Hubo también una corriente higienista y de geografía médica entre los médicos militares (Meiners, 1990). En 1891, el general Alberto Escobar, director del Hospital Militar de Instrucción, propuso a la Secretaría de Guerra que dirigiera un cuestionario a los médicos militares para preparar, con base en sus respuestas, la Carta Geográfica Médico-Militar, de la que se carecía en México, la cual, aseguraba, era un asunto de estrategia militar.7

El cuestionario fue enviado, en efecto, a los médicos militares y con los resultados, el Estado Mayor publicó en 1907 un ensayo de geografía médico-militar (Escobar, 1907) que identificó a las enfermedades propias de cada lugar y su etiología conocida o probable. La geografía proporcionó información acerca de las zonas insalubres, dio elementos a los médicos militares para aconsejar a los generales sobre cuáles eran los lugares menos peligrosos para acampar, qué poblaciones era conveniente evitar y qué precauciones debían tomar los soldados para disminuir el número de bajas por enfermedad. La geografía médica militar consignó también datos relativos a los recursos humanos y materiales con que podía contarse en cada población para atender a los enfermos y heridos.

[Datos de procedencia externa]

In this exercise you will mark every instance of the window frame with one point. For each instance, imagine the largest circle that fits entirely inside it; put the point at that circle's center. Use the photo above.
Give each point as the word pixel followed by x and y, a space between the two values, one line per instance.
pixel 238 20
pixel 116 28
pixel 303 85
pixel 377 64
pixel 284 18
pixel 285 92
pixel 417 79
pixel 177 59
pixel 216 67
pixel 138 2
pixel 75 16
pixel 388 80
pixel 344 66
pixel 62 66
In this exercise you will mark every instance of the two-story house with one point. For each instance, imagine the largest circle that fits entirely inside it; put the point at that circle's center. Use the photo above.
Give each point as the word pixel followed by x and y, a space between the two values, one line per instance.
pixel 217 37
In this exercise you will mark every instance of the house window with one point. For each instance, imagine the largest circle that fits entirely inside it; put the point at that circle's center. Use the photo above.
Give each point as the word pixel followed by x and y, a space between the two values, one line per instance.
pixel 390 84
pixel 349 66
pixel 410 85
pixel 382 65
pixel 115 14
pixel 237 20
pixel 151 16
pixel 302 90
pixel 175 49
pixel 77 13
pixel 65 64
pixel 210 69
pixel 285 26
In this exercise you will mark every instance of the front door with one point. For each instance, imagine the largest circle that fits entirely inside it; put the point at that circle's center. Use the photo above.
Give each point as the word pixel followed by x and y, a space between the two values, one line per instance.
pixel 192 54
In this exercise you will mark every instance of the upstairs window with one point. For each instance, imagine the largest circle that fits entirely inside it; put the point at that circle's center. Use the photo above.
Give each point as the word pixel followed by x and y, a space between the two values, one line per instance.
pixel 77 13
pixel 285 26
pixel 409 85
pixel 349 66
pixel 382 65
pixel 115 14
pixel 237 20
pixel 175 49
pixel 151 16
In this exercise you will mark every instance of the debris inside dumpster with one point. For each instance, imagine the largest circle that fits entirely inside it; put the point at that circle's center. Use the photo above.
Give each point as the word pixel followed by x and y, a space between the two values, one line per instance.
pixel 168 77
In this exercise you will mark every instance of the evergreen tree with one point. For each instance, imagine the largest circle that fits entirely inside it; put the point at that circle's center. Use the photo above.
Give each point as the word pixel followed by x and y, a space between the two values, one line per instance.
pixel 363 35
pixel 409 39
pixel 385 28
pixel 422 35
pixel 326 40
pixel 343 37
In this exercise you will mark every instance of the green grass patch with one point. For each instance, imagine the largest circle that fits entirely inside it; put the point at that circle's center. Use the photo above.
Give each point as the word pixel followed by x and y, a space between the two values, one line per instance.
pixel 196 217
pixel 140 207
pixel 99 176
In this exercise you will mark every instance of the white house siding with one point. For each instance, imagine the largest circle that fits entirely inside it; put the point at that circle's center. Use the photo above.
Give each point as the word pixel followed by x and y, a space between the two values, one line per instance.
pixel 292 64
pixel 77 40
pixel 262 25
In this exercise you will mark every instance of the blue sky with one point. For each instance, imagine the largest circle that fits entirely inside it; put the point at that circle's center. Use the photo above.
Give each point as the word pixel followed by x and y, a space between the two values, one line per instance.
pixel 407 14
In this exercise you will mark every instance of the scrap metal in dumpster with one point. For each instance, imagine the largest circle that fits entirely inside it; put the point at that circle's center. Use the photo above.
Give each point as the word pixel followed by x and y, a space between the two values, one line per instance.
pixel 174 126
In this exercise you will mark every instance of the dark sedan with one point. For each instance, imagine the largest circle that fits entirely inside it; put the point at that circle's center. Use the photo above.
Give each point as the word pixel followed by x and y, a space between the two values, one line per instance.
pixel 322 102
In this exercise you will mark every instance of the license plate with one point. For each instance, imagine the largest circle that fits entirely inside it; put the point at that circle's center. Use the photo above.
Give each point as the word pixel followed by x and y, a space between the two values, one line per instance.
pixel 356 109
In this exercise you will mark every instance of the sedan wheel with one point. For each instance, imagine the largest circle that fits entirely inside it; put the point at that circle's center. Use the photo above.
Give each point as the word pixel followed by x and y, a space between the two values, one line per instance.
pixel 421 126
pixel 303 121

Con la geografía médica, se buscaba lograr el ideal dieciochesco de contar con trabajadores y soldados fuertes y sanos, y uno de los primeros pasos para alcanzarlo fue la extensión de la vacunación antivariolosa.

"El precioso preservativo": la campaña antivariolosa

Aunque la vacuna, descubierta por Jenner, había sido formalmente introducida al territorio de la entonces Nueva España desde 1804 (Fernández del Castillo, 1996), a finales del siglo XIX, la viruela era endémica en todos los estados y hubo en el porfiriato numerosas epidemias.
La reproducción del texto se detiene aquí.